In the second quarter (Q2) of 2020, freelancers’ average income dropped by 25 per cent from £20,821 to £15,709. This was driven by the historic decrease in the amount they worked this quarter because, while average day rates fell by just three per cent, their amount of spare capacity rose from 3.3 weeks out of 13 to 5.5 weeks.

As they did last quarter, freelancers expect this situation to worsen: 61 per cent expect to see a decrease in their day rates in the next 12 months, by an average of 11 per cent. This is slightly less pessimistic than last quarter, when they predicted an average fall of 20 per cent. This may be because they have already seen some of the feared decrease this quarter. Freelancers are also pessimistic about the cost of running their businesses: they expect an average increase of 6.1 per cent in business costs over the next year.
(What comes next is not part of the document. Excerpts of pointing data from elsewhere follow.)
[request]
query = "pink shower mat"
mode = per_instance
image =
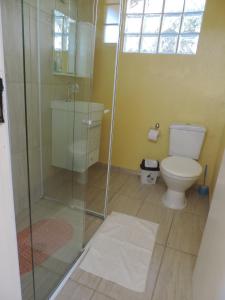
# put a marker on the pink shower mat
(48, 236)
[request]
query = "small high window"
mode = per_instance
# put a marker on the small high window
(163, 26)
(111, 21)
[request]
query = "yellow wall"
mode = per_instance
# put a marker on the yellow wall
(166, 89)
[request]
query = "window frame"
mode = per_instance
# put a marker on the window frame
(179, 34)
(108, 3)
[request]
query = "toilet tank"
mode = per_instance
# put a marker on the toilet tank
(186, 140)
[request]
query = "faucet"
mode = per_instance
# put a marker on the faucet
(72, 89)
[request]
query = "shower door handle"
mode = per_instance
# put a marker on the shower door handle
(1, 101)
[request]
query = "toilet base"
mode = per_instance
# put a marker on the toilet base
(174, 199)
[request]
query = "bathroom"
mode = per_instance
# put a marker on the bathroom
(84, 83)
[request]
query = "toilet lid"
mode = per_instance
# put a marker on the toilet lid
(181, 166)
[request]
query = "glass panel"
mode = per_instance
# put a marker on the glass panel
(188, 44)
(133, 24)
(112, 14)
(58, 42)
(194, 5)
(135, 6)
(173, 6)
(191, 23)
(153, 6)
(111, 34)
(171, 24)
(131, 43)
(168, 44)
(149, 44)
(151, 24)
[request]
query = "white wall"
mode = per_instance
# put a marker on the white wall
(209, 274)
(9, 266)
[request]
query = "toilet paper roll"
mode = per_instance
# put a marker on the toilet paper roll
(153, 135)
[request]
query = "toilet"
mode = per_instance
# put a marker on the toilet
(181, 169)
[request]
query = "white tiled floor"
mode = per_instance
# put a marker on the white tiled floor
(177, 244)
(173, 260)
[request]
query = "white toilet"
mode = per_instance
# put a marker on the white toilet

With this stark drop in income, freelancers are understandably pessimistic about their business performance over the next three months. Although this measure increased somewhat from the record low of -62.6 last quarter, at -20.4 it is still the second-lowest score since the Confidence Index began in 2014.

Freelancers were even more pessimistic about the performance of their business over the next 12 months. This score also increased from the lowest on record to the second-lowest on record: from -57.3 to -30.5. The score may be lower due to fears of a second wave and renewed lockdown later in the year, as well as freelancers’ concerns about the changes to IR35 due to take effect in April next year. Accordingly, freelancers cited the coronavirus pandemic and the resultant state of the UK economy as the two factors doing most harm to their businesses, closely followed by government tax policy relating to freelancing.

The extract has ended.